It's snowy and dreary outside, so I'm lounging about watching William Hartnell. Not exactly a hottie, but--Dr. Who!! The first one! Without him we wouldn't have Christopher Eccleston and David Tennant and... and... and... Captain Jack!! And who could bear a world without Captain Jack?
So, because of the snow and dreariness, I've tossed Dr. Who: The Beginning, Volume 1, into my DVD player. This set includes An Unearthly Child, The Daleks, and The Edge of Destruction. I bought it at Border's a couple of weeks ago on a crazed binge full of Dr. Who and Neil Gaiman. (Shut up. I had a coupon.)
It's interesting to see how much has stayed the same over the 43 years of this show's existence. Seems like it's only been in the most recent incarnation that the Doctor's female companions finally figured out how not to trip on their own shoes while running away from Big Ugly Dangerous Aliens. The Doctor is still crotchety and arrogant with questionable taste in wardrobe. And can we talk about Barbara's hair? Good grief. How many cans of hair spray died for that do? Of course, I always felt Rose Tyler's hair was a bit questionable, too...
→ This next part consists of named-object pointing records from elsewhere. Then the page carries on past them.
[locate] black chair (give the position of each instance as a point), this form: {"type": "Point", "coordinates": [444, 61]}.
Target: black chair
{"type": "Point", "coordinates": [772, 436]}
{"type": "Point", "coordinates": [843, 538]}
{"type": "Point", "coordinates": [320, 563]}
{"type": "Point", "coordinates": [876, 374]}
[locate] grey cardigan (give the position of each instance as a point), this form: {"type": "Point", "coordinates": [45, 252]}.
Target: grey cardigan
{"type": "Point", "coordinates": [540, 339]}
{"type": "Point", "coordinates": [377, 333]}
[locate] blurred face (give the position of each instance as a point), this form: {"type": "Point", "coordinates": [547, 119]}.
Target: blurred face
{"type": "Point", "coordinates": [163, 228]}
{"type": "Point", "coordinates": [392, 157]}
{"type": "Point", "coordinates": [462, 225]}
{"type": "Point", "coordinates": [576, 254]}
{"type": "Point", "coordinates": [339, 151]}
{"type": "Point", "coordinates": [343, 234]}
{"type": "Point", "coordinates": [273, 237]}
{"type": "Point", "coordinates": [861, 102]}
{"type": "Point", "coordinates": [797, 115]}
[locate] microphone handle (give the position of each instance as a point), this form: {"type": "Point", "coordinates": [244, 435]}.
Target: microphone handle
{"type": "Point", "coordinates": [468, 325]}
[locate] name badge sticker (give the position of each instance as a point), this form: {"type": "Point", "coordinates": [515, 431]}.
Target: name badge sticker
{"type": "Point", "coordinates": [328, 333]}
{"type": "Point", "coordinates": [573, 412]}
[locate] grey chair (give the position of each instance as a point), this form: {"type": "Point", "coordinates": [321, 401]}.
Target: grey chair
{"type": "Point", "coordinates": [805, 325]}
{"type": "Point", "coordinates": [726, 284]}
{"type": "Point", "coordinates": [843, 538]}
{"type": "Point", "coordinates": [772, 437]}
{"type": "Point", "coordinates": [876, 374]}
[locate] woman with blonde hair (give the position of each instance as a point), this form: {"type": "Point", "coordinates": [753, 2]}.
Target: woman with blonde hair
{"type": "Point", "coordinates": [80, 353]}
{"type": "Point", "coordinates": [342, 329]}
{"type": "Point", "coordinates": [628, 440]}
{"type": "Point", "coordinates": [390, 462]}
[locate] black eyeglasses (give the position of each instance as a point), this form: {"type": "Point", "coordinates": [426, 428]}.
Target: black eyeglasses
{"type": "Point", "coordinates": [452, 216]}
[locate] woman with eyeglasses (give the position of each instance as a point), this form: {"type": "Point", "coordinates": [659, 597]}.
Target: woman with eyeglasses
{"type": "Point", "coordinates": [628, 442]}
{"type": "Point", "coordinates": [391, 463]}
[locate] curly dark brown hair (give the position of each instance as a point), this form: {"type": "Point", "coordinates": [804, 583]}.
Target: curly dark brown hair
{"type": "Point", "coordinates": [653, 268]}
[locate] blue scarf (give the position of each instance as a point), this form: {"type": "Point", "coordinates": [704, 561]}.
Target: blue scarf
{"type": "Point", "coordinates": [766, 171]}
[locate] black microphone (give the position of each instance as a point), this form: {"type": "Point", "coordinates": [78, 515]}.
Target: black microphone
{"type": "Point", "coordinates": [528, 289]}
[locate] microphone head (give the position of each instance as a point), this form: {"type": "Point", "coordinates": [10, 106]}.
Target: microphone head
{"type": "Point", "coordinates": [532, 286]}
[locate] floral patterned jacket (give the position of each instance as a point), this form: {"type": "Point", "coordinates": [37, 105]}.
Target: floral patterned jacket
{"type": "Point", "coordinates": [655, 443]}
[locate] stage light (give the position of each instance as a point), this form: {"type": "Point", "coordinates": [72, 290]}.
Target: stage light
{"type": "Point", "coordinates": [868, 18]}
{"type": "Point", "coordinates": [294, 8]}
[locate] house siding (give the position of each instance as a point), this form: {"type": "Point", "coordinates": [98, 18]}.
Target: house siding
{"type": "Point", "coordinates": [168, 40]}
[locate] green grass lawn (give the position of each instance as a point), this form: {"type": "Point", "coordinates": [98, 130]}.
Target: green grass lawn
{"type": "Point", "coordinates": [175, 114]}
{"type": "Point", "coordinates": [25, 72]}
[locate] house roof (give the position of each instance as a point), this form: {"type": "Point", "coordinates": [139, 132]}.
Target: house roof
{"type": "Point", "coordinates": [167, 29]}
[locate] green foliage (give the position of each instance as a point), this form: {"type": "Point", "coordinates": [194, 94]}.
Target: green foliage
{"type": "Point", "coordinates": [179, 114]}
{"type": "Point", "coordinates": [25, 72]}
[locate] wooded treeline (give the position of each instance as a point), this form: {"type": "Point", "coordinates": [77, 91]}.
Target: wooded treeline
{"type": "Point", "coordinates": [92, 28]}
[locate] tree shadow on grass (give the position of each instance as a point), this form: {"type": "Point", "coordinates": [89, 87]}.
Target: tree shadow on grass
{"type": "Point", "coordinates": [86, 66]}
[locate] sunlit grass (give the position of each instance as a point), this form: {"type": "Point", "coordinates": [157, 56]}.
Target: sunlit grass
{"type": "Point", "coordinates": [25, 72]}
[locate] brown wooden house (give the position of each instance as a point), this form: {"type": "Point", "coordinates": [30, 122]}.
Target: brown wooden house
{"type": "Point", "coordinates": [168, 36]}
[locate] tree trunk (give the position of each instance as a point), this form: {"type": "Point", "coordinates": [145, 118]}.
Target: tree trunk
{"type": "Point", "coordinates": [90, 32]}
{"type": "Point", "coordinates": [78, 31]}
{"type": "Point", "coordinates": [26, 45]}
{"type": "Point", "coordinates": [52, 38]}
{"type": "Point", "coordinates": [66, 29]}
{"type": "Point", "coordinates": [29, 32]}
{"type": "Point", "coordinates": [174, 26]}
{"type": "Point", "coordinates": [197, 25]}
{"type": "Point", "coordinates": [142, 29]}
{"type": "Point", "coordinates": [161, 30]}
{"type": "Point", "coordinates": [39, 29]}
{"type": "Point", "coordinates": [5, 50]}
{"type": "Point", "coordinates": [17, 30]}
Then we have Ian Chesterton, who is fairly easy on the eyes, and Susan, whose status as the Doctor's "granddaughter" has, as far as I know, never really been explained. Nor has her ability to literally trip on anything when she's being pursued.
I was surprised to see the Daleks introduced in the second serial. I didn't realize they'd been around that long. (I'm sure I knew this at some point, in the zenith of the Whovian Fangirl Days, but I'm old now and the memory's not what it used to be.) Their very first appearance is at the end of the first episode of The Daleks, The Dead Planet, when a mysterious and obviously very dangerous toilet plunger appears on-screen to menace a screaming Barbara Wright.
Anyway, off to watch the rest of The Daleks. Susan's wearing flats--but I bet she falls down, anyway.